We huddled in a small frightened group in the enclosure at the Vienna airport. We expected many things on the other side of the Iron Curtain, but not this. The representative of the Jewish organization, which was supposed to help us with the immigration, met us at the airport, accompanied by half a dozen of soldiers with rifles: "for protection". Because most of the people were going to the U.S., they didn't want to surrender their visas in fear that they'd be compelled to go to Israel instead. That's why my mom, who was approached first with the request to submit her visa, brought her palm forward in a gesture of emphatic denial and announced with as much aplomb (and English) as she could master: "I have 'Nos-sing' (nothing)!" She and the other immigrants, who sensed a leader in her, then proceeded to trot away around the enclosure, followed by the official, looking exactly like a flock of sheep with a sheepdog nipping at their heels.
After a few minutes of fruitless pursuit, he got fed up. "Halt", - he roared - "get to the wall, put your luggage down!" He then gestured to the soldiers. They surrounded the group and pointed their rifles at them. Now, these were the Jewish people, standing in a totally unfamiliar environment, surrounded from all sides by rifles and the German speech, with an official rep yelling "Halt!" The situation reached such a degree of unbelievable that, I could hardly suppress the desire to giggle and stick my finger into the barrel of the rifle that was in front of my face!
Docile now, the immigrants were loaded into the bus and driven to the compound where we were to stay. We took in the high walls with barbed wire on them, and the guards on the towers and started to sweat in earnest. What now: "Abandon hope, ye who enter here"?
Everything was alright inside though. Each family got a clean dorm room and settled down for the night.
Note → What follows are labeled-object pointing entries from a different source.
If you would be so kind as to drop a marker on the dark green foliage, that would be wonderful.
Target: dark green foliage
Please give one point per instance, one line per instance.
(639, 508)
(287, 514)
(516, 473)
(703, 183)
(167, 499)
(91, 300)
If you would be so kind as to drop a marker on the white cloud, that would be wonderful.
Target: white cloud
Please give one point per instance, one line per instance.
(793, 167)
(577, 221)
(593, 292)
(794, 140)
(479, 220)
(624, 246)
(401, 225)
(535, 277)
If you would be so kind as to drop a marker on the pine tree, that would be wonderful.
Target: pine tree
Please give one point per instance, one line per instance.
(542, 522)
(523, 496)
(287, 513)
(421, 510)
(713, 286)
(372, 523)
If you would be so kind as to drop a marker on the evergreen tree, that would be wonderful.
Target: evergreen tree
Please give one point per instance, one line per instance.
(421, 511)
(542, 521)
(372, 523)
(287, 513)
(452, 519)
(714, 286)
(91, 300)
The next couple of mom's presumed special standing among the others, our family was called first for an interview. After the scene at the airport, we wanted even less to do with going to Israel than ever before. Annoyed by our stubbornness, the officials retaliated. They took our family to the Vienna train station and left us there with all the luggage, - minus the visas, the translation or any idea what to do next!
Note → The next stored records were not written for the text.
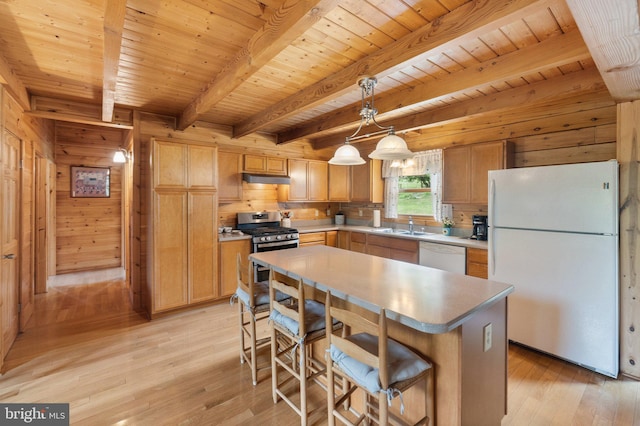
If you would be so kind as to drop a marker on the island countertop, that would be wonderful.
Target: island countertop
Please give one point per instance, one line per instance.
(425, 299)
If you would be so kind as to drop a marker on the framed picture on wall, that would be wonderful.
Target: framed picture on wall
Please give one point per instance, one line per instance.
(90, 182)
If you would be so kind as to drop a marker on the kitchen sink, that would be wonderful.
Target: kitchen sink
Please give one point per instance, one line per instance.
(400, 232)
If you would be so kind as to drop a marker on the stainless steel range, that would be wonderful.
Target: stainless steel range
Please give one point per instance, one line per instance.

Fortunately, prompted by these dire circumstances, the rusty memory wheels in dad's brain turned and he remembered that he spoke some German! With his aid we found the American Embassy. There he was obliged to disclose the names of all the relatives in the U.S. He had a translator, but, once into German, he couldn't switch back to Russian!
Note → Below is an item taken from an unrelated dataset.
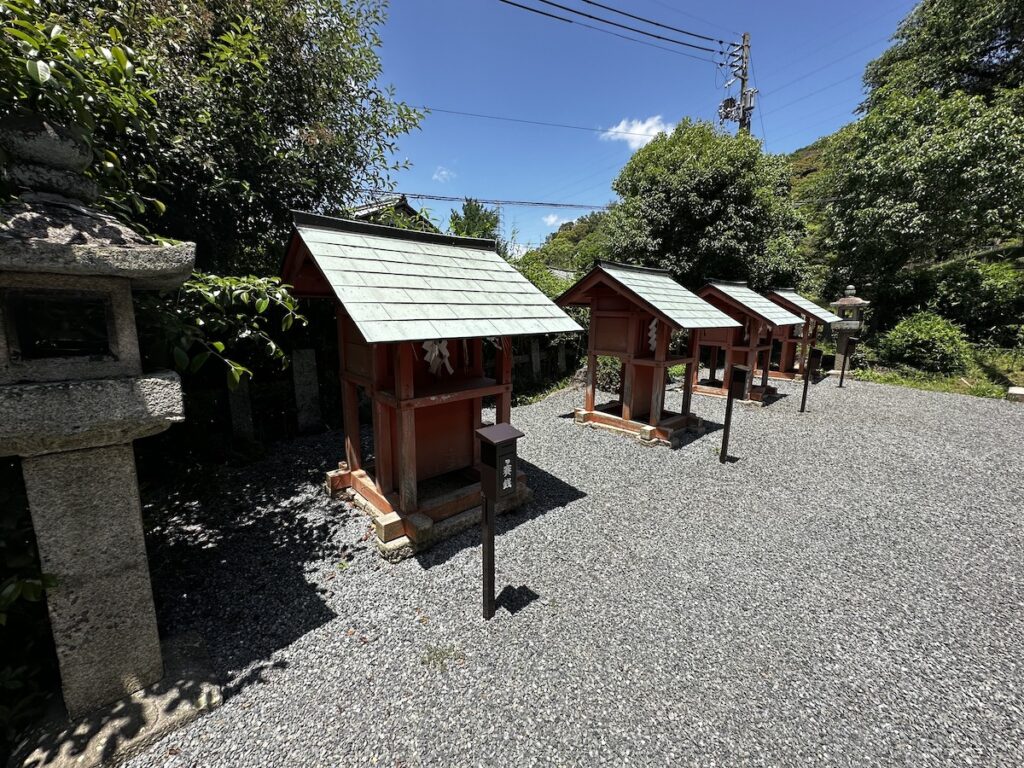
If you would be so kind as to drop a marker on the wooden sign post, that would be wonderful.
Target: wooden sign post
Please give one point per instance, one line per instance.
(499, 465)
(737, 388)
Everything went smoothly from then on. We spent a few days in a motel in Vienna, then - an unforgettable month and a half in Italy, waiting for our entrance visas to the U.S. At first, I was sicker than a dog, - with cold as well as with longing for my friends and the theater.
Lera, her husband, Grisha, and I went walking around Rome and to the Christmas Mass in Vatican.
I sat separately: that gave me the freedom to pray. The Pope was giving the Mass. My heart was overflowing with sincere repentance. I felt an incredible feeling of peace come and envelope me, warmer then any loving embrace. The priest, who was walking down the aisle, noticed how special my emotional state was; he came and blessed me. Ever since that day, I kept up the prayer. Because I didn't know about the great division in Christianity, I didn't understand, why the churches that I visited looked so different from one another. God's Grace found me in every one of them.